The foundation of a resilient energy grid can be found in two important features of a free market. The price system, in its ability to collect and disseminate information, plays a coordinating role, which allows the grid to adapt to changing conditions and potential disruptions. Additionally, the profit and loss system works as a feedback mechanism, guiding firms to pursue projects that provide reliable energy to consumers. Policies that are aimed at maintaining or improving grid resiliency should not undermine either of these features of the market.

Although it is the case that regulatory costs and market interventions in the form of state and federal mandates and targeted subsidies of other forms of energy have burdened many of the existing power plants in the United States, the additional proposed intervention by the Trump Administration is not justified because of the additional harm it would cause. The ability of a firm to turn a profit is an important signal that directs the future behavior of firms. The administration’s proposal would undermine the profit and loss system by socializing the losses of these power plants, which in turn would introduce four potential threats to grid resiliency.

First, this program would encourage riskier behavior on the part of the firms receiving subsidies as well as their competitors by creating the expectation that they will not have to bear the full costs of future losses. This behavior, which is known as “moral hazard,” can destabilize markets as more and more firms expose themselves to risk. For example, moral hazard was a contributing factor to the 2008 financial crisis and is, in fact, also a major problem with the current system of subsidies and mandates for competing power sources.

Second, this program could harm grid resiliency by undercutting the discovery process in the market for power generation.
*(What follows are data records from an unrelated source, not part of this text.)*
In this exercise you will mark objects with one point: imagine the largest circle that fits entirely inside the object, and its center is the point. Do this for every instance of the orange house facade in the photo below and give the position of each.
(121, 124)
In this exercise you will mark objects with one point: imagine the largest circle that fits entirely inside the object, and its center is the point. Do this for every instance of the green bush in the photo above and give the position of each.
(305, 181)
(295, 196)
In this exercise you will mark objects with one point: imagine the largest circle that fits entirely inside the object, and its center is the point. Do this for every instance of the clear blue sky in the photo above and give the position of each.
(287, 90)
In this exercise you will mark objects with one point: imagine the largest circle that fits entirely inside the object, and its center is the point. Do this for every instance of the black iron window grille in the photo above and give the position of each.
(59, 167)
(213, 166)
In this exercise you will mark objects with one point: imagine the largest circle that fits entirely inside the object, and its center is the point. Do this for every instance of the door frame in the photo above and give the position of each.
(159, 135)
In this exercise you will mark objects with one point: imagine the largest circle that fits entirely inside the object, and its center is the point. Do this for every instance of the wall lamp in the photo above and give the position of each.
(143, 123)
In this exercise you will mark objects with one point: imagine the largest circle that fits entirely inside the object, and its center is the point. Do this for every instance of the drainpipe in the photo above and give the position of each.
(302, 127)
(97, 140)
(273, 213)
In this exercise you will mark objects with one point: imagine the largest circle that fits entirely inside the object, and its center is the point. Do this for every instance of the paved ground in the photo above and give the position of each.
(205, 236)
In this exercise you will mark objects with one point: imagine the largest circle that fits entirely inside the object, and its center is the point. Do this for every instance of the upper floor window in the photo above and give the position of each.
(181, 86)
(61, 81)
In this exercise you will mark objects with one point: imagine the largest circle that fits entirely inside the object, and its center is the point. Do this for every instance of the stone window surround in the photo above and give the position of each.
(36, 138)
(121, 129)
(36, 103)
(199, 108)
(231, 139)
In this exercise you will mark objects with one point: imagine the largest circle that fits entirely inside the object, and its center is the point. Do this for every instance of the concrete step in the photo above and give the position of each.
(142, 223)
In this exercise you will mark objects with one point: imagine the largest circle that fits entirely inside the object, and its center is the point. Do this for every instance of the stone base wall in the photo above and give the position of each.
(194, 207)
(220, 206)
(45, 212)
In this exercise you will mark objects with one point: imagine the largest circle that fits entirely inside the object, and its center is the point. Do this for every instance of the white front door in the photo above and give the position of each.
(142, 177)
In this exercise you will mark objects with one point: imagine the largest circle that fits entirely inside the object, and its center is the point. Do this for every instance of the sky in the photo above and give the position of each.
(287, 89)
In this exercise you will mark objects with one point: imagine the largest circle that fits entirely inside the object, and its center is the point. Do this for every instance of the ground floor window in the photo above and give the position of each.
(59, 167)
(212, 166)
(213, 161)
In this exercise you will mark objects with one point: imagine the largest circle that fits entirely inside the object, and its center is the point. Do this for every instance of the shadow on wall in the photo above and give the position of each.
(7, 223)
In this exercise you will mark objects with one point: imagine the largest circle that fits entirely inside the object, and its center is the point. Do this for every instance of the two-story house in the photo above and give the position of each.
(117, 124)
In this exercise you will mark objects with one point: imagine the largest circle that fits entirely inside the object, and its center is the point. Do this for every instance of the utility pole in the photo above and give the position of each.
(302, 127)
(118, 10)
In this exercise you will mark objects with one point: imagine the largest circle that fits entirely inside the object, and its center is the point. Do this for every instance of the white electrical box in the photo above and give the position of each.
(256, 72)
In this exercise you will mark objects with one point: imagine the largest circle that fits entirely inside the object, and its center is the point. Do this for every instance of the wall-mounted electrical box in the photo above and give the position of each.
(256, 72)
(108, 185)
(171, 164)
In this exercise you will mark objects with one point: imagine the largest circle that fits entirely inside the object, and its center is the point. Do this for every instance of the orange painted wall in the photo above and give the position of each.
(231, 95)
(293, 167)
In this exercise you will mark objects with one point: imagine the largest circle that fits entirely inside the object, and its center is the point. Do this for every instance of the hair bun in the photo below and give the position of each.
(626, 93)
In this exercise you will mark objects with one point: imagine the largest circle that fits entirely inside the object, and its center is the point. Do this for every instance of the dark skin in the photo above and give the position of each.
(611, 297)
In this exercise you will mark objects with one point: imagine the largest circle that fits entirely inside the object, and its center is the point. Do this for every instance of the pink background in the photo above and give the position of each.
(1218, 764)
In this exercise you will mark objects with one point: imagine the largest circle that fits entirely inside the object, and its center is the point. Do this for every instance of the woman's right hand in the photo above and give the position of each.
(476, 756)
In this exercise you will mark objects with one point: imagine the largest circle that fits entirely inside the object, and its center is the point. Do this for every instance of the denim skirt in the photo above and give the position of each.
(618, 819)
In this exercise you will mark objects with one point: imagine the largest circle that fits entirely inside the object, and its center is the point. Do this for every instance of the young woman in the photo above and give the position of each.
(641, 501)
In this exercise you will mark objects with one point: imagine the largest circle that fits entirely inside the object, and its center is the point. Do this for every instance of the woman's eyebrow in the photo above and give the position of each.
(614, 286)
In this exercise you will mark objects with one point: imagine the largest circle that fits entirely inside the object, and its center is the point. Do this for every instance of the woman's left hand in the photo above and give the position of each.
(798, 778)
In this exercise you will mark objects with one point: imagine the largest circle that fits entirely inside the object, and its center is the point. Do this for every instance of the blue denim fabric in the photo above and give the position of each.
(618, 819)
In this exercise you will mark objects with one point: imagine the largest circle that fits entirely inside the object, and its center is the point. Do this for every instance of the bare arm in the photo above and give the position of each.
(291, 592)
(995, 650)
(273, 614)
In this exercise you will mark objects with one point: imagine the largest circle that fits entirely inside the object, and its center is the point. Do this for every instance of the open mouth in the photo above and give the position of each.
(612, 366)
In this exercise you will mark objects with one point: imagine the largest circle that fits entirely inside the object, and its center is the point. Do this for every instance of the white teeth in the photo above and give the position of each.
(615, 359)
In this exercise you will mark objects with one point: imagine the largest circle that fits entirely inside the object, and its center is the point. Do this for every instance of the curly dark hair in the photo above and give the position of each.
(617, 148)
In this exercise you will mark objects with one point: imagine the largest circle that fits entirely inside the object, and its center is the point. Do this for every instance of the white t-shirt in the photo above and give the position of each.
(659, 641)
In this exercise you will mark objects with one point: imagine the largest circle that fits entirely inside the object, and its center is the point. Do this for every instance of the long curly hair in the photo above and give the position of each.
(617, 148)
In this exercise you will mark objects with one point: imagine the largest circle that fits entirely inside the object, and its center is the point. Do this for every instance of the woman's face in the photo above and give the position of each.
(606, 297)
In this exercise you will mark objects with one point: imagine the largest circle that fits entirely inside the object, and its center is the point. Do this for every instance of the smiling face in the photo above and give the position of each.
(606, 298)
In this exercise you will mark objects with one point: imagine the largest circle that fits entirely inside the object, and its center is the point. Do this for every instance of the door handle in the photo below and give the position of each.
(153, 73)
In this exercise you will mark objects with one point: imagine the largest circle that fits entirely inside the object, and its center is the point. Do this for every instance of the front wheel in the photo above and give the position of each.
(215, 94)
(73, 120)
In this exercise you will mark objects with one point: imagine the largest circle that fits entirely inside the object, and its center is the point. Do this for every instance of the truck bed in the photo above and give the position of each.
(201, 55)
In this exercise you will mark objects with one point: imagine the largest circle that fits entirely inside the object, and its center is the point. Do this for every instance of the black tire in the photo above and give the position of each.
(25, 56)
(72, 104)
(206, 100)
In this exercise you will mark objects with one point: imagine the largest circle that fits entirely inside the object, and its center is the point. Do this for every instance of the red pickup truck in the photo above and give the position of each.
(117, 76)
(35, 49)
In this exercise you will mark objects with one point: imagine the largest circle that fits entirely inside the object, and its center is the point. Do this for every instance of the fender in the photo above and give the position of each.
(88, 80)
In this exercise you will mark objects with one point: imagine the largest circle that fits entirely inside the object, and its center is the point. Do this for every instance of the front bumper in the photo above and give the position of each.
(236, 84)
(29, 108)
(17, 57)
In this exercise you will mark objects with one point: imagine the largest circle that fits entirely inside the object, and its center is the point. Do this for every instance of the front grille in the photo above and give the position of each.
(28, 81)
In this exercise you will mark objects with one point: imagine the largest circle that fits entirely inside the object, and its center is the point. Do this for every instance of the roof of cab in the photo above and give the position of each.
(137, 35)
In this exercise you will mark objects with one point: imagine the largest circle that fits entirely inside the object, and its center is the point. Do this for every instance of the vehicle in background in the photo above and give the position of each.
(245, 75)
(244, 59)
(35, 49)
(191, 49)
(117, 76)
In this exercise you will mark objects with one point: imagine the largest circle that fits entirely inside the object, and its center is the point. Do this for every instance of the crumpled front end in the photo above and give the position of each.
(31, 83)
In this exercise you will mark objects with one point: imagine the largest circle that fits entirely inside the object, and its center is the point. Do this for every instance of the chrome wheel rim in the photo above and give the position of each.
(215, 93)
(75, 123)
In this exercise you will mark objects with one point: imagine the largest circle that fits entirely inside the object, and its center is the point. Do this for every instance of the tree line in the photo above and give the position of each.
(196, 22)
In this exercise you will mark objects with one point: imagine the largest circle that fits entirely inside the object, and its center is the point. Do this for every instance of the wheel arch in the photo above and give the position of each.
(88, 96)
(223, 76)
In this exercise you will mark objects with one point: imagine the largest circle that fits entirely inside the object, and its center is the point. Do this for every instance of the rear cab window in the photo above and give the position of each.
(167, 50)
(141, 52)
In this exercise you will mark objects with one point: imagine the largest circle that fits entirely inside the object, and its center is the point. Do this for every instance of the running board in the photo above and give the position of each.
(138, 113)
Undermining price signals prevents market participants from learning from their mistakes because they do not suffer the full burden of their mistakes. Over time, this also causes risks to accumulate, creating an unstable environment where firms are unable to adapt to changing circumstances. Additionally, the suppression of price discovery complicates and retards the entry of new firms into the market, thereby suppressing new technology and innovation that could improve the resiliency of the grid.

Third, the proposed program could also negatively affect grid resiliency by contributing to the current culture of corruption within the energy industry. It would send a strong signal to market participants that they should devote more resources to influencing government policy because doing so will protect them from the demands of a competitive market. This culture of corruption has a significant effect on the way citizens perceive both business and government, as these sorts of interventions are correctly seen as an unfair advantage handed out on the basis of political privilege. In the long run, this practice undermines trust in government, and makes it more difficult for regulators to act in any direction, including achieving their stated goal of improving grid resiliency.

In addition to undermining grid resiliency, this program will also have negative effects on economic growth. Firms that receive special privileges from government are less innovative because they are not required to respond to the demands of a competitive market. The most common indicator of a vibrant economy is the rate at which new competitors replace the largest firms, as new firms tend to be more efficient in part because they have smaller internal bureaucracies and they are more likely to make use of new technology. Government policy that picks winners and losers actively undermines this renewal process in the economy.

If the goal of the Trump Administration is to maintain or improve grid resiliency, they should abandon attempts to save any particular power plant. Instead, the administration should continue to pursue deregulation, allowing energy markets to support a competitive mix of energy sources for the grid. Moreover, Congress and the administration should abandon the existing system of subsidies and mandates of politically preferred sources of energy that have disrupted markets and forced market participants to invest ratepayer’s money in ventures they would not make absent political intervention.